Currently I am actively involved in projects on
(i) The texture of clinical images. The potential of quantitative
texture measures to discriminate between normal
and abnormal status in medical imaging has long been recognized. I have investigated the clinical applicability
of a number of computationally tractable texture indices and have identified fractal signature and lacunarity as the
most promising discriminators for diagnosing compromised bone quality in osteoporosis. The relationship
between lacunarity and fractal dimension, the applicability of grayscale lacunarity, and the clinical sensitivity of the
indices are being investigated further.
(ii) Tortuosity (of blood vessels, and the spine). Increasing vessel
curvature or tortuosity with age may be a risk
factor in the development of atherosclerosis: I am investigating the quantitative measurement of arterial tortuosity
using CT and MRI images, based on the minimum curvature of approximating piece-wise splines to the mid-line.

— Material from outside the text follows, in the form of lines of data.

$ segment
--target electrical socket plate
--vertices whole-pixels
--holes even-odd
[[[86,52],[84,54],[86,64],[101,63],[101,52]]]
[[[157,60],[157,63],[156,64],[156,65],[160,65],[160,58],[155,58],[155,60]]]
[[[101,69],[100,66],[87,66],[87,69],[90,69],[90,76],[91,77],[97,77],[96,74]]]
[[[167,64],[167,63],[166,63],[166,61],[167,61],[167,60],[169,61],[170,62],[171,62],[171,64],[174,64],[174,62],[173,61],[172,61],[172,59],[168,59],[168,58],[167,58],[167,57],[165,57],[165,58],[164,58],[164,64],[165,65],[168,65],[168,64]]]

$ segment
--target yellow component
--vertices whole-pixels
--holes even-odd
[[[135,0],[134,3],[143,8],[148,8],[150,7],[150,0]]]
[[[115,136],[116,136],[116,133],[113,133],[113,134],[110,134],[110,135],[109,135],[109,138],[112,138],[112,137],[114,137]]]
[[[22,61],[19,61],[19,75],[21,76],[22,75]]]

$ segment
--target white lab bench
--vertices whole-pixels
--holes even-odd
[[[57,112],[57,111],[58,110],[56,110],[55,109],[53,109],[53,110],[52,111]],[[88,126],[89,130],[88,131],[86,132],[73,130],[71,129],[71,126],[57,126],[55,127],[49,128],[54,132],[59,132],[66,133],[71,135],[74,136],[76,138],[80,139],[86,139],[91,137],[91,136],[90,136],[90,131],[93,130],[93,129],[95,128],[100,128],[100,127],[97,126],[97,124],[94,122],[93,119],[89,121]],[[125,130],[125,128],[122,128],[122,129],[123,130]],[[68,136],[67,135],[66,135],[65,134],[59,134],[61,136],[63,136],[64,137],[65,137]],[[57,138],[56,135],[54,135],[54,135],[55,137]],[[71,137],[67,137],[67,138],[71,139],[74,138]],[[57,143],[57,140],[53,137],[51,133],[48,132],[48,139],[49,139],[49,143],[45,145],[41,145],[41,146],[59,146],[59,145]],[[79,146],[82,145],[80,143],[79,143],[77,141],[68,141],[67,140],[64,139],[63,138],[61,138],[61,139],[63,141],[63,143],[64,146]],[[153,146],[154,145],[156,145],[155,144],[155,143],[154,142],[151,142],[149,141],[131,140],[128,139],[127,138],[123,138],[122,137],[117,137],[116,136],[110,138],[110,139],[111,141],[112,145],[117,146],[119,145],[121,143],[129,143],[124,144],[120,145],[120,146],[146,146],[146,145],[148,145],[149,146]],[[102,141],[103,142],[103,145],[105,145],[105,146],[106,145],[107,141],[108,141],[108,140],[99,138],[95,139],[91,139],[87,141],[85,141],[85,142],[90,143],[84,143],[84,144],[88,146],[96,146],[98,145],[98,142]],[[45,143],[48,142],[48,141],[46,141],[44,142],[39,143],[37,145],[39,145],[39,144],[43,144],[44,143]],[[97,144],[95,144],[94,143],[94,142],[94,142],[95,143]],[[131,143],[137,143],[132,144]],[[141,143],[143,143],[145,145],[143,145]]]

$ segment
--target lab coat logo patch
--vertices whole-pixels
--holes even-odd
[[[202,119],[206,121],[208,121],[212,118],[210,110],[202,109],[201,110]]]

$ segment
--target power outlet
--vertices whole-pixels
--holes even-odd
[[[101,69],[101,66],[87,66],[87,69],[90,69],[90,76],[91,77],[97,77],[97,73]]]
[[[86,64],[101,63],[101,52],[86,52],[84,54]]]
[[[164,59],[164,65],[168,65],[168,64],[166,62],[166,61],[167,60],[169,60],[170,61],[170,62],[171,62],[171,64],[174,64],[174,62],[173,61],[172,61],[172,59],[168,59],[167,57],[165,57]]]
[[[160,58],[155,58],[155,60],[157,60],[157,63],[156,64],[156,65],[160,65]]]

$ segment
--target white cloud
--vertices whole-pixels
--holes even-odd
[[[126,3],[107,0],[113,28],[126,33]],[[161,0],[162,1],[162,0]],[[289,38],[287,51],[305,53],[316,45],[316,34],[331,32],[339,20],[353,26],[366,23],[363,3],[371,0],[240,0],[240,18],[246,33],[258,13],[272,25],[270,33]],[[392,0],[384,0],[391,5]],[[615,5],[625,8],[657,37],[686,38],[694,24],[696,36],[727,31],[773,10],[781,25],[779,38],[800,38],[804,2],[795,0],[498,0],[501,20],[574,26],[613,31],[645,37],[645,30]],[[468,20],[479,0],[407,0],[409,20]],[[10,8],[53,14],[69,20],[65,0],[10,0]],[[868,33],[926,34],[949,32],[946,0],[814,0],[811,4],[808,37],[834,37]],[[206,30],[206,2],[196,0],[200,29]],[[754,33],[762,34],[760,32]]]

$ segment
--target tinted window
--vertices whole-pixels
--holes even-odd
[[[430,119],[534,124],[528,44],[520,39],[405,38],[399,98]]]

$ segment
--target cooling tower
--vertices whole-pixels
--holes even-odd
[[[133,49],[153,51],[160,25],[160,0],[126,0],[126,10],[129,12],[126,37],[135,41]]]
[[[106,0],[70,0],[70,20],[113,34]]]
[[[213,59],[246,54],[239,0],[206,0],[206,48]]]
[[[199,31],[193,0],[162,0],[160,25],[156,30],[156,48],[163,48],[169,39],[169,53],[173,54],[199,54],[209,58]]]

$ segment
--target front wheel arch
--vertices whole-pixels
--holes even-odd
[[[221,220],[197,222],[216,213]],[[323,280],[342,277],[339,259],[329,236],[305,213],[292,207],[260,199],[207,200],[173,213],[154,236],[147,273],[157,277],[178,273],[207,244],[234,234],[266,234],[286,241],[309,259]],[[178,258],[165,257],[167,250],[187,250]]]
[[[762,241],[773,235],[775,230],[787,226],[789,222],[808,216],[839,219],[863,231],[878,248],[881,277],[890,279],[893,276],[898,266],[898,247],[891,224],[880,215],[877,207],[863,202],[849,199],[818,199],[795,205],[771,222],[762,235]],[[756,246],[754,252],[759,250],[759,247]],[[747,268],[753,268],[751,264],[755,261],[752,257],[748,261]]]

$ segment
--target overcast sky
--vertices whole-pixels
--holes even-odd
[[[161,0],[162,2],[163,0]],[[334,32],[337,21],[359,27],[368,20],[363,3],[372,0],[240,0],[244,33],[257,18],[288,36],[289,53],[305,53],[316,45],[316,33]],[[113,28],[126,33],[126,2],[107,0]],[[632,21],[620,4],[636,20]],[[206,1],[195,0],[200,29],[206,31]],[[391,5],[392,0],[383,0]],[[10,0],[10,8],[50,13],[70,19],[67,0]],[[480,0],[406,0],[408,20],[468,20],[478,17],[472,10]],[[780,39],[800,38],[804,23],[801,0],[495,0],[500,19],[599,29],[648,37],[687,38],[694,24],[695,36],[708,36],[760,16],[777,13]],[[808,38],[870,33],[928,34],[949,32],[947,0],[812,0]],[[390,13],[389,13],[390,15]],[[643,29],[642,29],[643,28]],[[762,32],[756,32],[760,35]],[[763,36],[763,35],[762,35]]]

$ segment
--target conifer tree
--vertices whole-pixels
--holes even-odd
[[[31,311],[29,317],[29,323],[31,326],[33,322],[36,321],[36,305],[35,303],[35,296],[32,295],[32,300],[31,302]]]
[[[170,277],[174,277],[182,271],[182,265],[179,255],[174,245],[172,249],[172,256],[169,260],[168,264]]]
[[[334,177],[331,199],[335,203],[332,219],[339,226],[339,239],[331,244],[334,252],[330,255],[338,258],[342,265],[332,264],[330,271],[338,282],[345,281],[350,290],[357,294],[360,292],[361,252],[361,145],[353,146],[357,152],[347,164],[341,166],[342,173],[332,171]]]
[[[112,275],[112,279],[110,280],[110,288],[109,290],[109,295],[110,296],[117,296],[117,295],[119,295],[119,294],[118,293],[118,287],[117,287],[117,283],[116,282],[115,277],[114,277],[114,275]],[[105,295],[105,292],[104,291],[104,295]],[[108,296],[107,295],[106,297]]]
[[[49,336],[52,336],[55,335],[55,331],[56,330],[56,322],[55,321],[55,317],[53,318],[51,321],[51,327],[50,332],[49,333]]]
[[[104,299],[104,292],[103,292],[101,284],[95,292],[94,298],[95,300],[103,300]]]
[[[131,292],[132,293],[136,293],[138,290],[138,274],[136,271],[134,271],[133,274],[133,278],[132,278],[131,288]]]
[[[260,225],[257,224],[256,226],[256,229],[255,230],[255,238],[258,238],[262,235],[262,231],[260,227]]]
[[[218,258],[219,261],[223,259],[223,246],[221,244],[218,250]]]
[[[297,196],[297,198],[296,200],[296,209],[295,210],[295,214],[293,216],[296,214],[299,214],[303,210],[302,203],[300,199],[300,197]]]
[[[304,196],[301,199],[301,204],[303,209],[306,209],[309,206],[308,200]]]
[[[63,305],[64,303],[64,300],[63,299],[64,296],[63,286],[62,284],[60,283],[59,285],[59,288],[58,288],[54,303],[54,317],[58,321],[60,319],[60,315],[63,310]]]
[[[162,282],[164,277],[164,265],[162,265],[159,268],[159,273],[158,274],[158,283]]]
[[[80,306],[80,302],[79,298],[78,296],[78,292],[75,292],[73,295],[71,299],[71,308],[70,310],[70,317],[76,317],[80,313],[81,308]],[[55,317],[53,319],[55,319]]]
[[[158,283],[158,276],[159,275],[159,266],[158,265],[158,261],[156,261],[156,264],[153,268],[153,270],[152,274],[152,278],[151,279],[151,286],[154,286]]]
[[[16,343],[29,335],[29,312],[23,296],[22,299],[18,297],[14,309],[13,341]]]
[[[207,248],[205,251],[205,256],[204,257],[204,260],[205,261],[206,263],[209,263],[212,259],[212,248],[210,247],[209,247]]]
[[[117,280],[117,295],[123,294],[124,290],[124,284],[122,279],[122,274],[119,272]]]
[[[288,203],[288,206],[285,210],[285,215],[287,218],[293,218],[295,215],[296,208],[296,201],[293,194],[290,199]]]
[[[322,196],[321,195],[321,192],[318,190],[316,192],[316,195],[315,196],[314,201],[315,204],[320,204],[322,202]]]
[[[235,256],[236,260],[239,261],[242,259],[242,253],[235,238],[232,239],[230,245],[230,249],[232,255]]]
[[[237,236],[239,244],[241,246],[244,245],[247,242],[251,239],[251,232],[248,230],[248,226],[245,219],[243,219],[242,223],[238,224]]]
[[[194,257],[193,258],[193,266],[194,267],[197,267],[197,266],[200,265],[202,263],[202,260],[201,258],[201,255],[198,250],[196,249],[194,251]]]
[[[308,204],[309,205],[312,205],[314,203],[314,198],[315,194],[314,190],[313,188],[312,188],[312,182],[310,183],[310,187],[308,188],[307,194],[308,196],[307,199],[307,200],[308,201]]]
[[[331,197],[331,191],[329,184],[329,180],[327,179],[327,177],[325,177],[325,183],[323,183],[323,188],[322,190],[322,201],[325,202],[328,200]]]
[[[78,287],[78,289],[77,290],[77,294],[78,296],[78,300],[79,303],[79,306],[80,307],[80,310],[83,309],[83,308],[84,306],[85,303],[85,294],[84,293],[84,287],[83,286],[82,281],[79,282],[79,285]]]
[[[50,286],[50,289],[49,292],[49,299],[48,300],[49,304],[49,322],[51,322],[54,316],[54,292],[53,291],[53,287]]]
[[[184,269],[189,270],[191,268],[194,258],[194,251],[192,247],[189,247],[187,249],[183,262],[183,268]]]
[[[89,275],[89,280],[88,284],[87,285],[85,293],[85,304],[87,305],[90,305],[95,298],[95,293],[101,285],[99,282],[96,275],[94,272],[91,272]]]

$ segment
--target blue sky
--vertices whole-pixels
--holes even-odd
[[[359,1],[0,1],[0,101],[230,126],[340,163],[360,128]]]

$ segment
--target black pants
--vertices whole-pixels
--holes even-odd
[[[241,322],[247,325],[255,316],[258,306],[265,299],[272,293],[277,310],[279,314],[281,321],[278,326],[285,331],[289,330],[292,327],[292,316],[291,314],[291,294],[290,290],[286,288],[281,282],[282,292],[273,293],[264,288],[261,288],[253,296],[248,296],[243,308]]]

I am keen to investigate its validity as an indicator of changes in morphology by applying it to a variety of vascular
systems (including retinal blood vessels) and to the curvature of the spine (scoliosis).
(iii) The curvature of the universe. We are exploring the feasibility of using lacunarity
analysis as a new method
of determining the Friedmann curvature of the Universe using theoretical cosmological models and observational
redshift data from the Sloan Digital Sky Survey. The immediate impact will be to provide the astrophysics
community with an alternative measure to fractal analysis of the nature and extent of the large scale distribution
(iv) Biometrics. The application of pattern recognition strategies to fingerprint and face recognition.